Since I am aiming for human usability (the compressed code will be typed) I used base 62 which I represented as {[0-9], [a-z], [A-Z]} from 0 to 61 respectively. I buffered the cell length when converted to Base62 to two digits. This allowed for 62*62 (3844) different cell combinations.
Finally, I added a base 62 digit at the beginning of the compressed string which represents the number of columns. When decompressing the y size is used to deduce the x size from the string's length. Thus the data can be correctly decompressed with no loss of data.
The compressed string of the above example looks like this:
var uncompressed = compress(cells); // "4n0w1H071c111h160i0B0O1s170308110"
I have provided an explanation of my method to solve my problem to help other facing a similar problem.

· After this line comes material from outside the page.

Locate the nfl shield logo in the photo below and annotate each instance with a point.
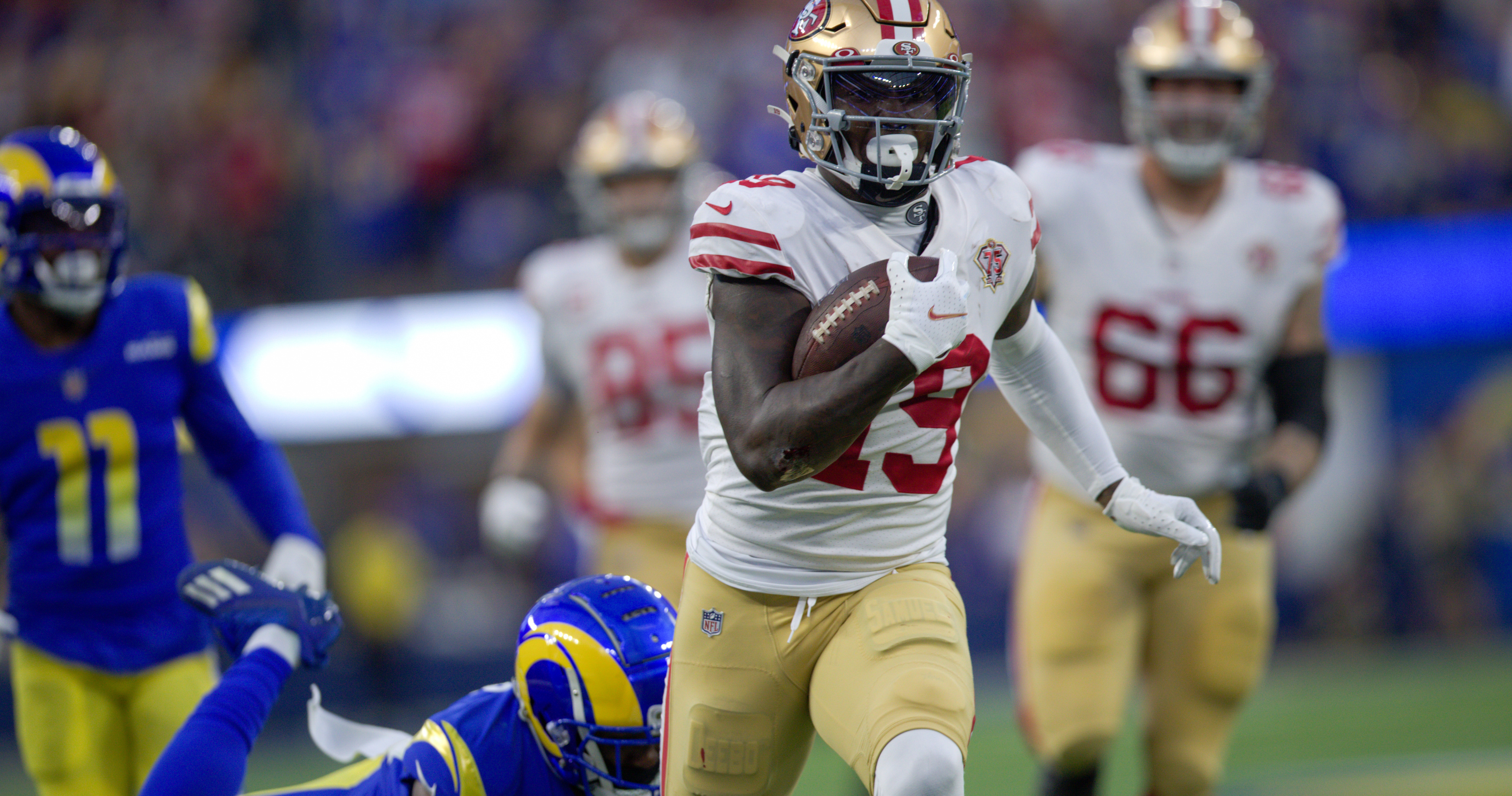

I have not provided my code for obscurity reasons.
TL;DR
To compress structured data:
Represent discrete object as an integer
Encode the base 10 integer to a higher base
Repeat for all objects
Append number of rows or columns to the compressed string
To decompress structured data:
Read the rows or columns and deduce the other from the string length
Reverse steps 1 and 2 in compression
Repeat for all objects
Unless there's some specific structure to your list that you're not divulging and that might drastically help compression, standard lossless compression algorithms such a gzip or bzip2 should handle a string of numbers just fine.
Libraries for such common algorithms should be ubiquitously available for pretty much all languages and platforms.